Step 10 In the User Password field, enter the password for this user (maximum is 32 characters). This is the same user password that you configure for the VPN 3002 on the central-site VPN Concentrator.

Step 11 In the User Verify field, reenter the user password to verify it. The field displays only asterisks.


Note When you enable interactive hardware client authentication for a group, the VPN Concentrator pushes that policy to the VPN 3002s in the group. If you set a username and password on the VPN 3002 and later enable interactive hardware client authentication for the group to which the VPN 3002 belongs, the software deletes the username and password from the configuration file, and from the password field in the html interface. When you try to connect, the software prompts you for a username and password.

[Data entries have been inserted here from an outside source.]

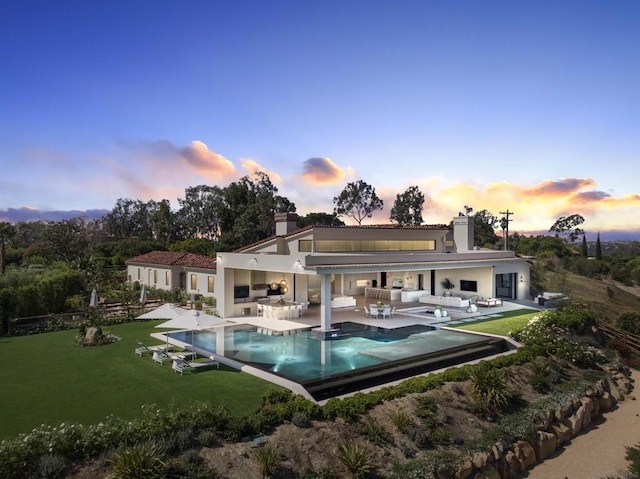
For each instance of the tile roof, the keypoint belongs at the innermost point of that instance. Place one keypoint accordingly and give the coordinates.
(170, 258)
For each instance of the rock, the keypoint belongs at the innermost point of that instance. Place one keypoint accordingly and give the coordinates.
(525, 454)
(544, 444)
(465, 470)
(562, 432)
(587, 404)
(488, 472)
(606, 402)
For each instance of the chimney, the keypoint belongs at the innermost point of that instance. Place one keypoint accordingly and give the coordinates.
(463, 233)
(286, 223)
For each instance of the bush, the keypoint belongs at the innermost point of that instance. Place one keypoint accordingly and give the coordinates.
(269, 459)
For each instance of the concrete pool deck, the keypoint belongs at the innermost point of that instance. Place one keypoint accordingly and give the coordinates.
(406, 314)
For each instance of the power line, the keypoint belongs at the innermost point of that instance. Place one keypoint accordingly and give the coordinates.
(505, 226)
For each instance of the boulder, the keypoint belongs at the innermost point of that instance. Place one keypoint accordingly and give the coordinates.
(544, 444)
(525, 454)
(606, 402)
(562, 432)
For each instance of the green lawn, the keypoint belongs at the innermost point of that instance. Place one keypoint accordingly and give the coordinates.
(48, 379)
(509, 321)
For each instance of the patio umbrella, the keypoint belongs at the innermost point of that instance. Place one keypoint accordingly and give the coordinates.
(192, 320)
(93, 302)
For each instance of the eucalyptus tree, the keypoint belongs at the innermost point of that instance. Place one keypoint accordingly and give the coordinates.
(358, 200)
(7, 233)
(407, 209)
(569, 227)
(247, 211)
(199, 212)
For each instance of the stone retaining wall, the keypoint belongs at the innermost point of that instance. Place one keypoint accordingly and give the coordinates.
(507, 459)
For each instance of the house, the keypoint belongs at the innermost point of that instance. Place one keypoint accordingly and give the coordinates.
(329, 265)
(173, 270)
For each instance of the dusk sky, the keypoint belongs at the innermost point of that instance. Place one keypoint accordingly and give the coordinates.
(531, 106)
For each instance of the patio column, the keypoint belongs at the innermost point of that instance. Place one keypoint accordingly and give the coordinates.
(325, 302)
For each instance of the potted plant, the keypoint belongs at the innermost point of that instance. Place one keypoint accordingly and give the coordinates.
(447, 285)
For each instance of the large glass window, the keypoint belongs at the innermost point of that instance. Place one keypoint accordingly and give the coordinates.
(304, 246)
(348, 246)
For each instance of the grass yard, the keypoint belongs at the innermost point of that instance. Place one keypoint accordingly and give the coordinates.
(48, 379)
(502, 326)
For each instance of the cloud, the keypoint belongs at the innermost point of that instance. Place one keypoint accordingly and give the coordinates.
(563, 187)
(253, 167)
(206, 162)
(322, 171)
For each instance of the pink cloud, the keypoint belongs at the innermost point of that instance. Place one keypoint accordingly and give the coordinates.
(322, 171)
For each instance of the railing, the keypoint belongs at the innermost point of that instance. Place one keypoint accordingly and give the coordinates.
(626, 339)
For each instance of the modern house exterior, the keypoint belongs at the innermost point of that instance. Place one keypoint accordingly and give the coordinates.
(329, 265)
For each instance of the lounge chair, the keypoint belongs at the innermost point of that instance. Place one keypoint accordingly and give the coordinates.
(161, 356)
(143, 348)
(180, 365)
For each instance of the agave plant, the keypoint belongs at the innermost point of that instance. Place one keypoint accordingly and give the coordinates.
(145, 460)
(490, 388)
(355, 458)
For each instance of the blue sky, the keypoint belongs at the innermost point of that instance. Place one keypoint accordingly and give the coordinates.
(531, 106)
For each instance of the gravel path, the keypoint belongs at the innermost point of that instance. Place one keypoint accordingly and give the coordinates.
(600, 452)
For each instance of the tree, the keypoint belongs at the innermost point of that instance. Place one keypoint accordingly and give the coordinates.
(484, 228)
(598, 248)
(358, 200)
(199, 212)
(7, 233)
(320, 219)
(407, 209)
(568, 226)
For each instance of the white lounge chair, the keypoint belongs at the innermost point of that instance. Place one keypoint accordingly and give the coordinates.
(143, 348)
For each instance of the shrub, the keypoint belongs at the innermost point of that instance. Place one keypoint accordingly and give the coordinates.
(401, 420)
(374, 432)
(269, 459)
(51, 466)
(144, 460)
(300, 419)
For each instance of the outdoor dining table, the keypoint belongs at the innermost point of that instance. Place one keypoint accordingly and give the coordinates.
(282, 310)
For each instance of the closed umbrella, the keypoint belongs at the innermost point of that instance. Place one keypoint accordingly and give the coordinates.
(93, 302)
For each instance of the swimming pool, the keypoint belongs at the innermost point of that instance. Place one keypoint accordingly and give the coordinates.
(360, 356)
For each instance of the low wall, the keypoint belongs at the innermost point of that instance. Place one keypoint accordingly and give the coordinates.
(507, 460)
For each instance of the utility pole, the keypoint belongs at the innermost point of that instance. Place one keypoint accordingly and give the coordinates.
(504, 223)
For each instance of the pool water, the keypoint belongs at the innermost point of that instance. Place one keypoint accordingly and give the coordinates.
(304, 358)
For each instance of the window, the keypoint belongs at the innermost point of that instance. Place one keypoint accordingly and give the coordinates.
(304, 246)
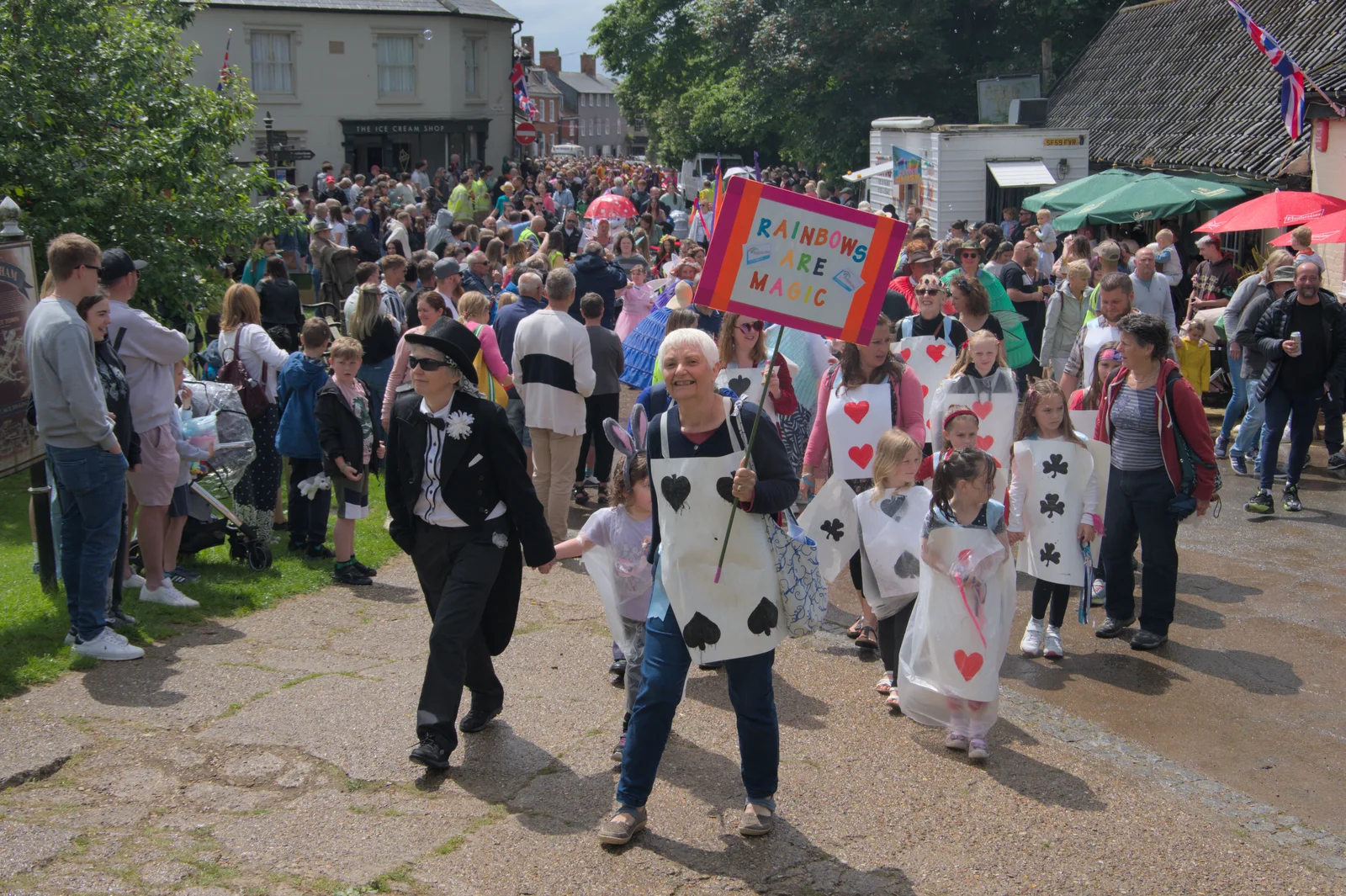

Step 12 Click Continue to apply your changes and proceed. Click Back if you want to return to the Configuration | Quick | Public Interface screen.


Configuring PAT or Network Extension Mode

The Manager displays the Configuration | Quick | PAT screen.

Figure 3-12 Configuration | Quick | PAT Screen

You use this screen to configure this VPN 3002 to use either PAT or Network Extension mode.


Step 1 Accept the default, Yes, if you want to use PAT. Otherwise, check No, use Network Extension mode. Note that you cannot disable PAT if you have not changed the IP address for the private interface.

Step 2 Click Continue to proceed with quick configuration, or click Back to return to the Configuration | Quick | IPSec screen.


See the sections below for more information about PAT and Network Extension mode.

Online Technical Snapshot Explains PAT and Network Extension Modes

To view a brief interactive multimedia piece that explains the differences between the two modes, go to this url:

http://www.cisco.com/mm/techsnap/VPN3002_techsnap.html

Your web browser must be equipped with a current version of the Macromedia Flash Player to view the content. If you are unsure whether your browser has the most recent version, you may want to download and install a free copy from:

http://www.macromedia.com/shockwave/download/index.cgi?P1_Prod_Version=ShockwaveFlash

Client Mode (PAT)

Client mode, also called Port Address Translation (PAT) mode, isolates all devices on the VPN 3002 private network from those on the corporate network. In PAT mode:

IPSec encapsulates all traffic going from the private network of the VPN 3002 to the network(s) behind the Internet Key Exchange (IKE) peer, that is, the central-site VPN Concentrator.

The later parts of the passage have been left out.